Chapter 17

Gabriel

“So? Are those photos okay? Is my text okay?”

I ask as she joins me at the banquette. It seems like a common courtesy to ask those questions when one has a fake marriage to appease one’s family. As one does.

Except it’s not fake. It’s very much a legal marriage of convenience. A real agreement to be unconventional. Which is exactly why her parading around in a short, very thin bathrobe is problematic.

And to be fair, she wasn’t exactly parading around. I couldn’t help but notice it, and having to resist her for a year if she’s wearing that? Forget about it.

“They’re fine.”

She pulls the photos up on her phone again. “I can admit that we look good. Milo’s a good photographer. And Jana’s are nice, too.”

“Yes. And I think we make a nice-looking couple.”

She glances at me, but I pretend I don’t see.

“Yes.
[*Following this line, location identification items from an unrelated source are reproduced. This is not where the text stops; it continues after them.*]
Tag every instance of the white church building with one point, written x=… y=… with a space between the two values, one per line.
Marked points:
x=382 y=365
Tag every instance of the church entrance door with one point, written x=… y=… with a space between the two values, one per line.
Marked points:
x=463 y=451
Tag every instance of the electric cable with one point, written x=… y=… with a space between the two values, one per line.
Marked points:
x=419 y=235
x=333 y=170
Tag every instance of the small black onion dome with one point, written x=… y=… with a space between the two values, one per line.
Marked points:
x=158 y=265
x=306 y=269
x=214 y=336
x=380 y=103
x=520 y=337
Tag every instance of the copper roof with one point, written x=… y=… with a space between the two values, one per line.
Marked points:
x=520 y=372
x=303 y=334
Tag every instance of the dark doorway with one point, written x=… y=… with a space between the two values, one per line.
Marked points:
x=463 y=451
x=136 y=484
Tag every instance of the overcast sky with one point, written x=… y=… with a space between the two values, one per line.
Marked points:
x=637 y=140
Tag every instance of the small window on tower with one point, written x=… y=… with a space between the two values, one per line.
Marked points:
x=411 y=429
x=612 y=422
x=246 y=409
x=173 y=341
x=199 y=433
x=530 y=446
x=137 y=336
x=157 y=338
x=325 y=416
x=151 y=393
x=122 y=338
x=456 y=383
I suppose,”

she says. “I think they’ll do the job.”

“And the text? Do you approve?”

“Honestly, this is your deal with your family. I don’t—”

“But I want you to know what’s going on. I want you to know how I’m going to present it to them. That’s what a married guy needs to do, right?”

“Well then, how about you rewrite it to read from both of us? Keep it the same, just say ‘we’ instead of ‘I’ and sign it from both. And include me on the group text.”

A feeling of unease slams into me. “I don’t know. I don’t know if you want to hear what they have to say.”

At her grunt, I amend my words. “Not that it would be bad towards you because I think my family already likes you. No, I mean, they’re going to be angry that we eloped so soon.”

I’ve been sucker punched in the gut. What was I thinking?

“Well then, all the more reason for me to be on there. We have to show them we’re a team. A united front. As your wifey I need to be involved in telling them.”

“Wifey, huh?”

A smile threatens my lips.

“I was being facetious.”

“Oh, I know.”

Her eyes flash and her smile lights up every part of her face. “You don’t know the half of it, Gabriel Tate.”

“You’re right. And all I can think about is how I’m going to push ‘send’ and then it will be like I’m releasing a couple of lambs to the slaughter.”

“The slaughter? You make it sound like your family’s the worst. They’re not.”

“I know they’re not. They’re just going to be surprised.”

“Who’s going to be more upset? Sebastian or Henry?”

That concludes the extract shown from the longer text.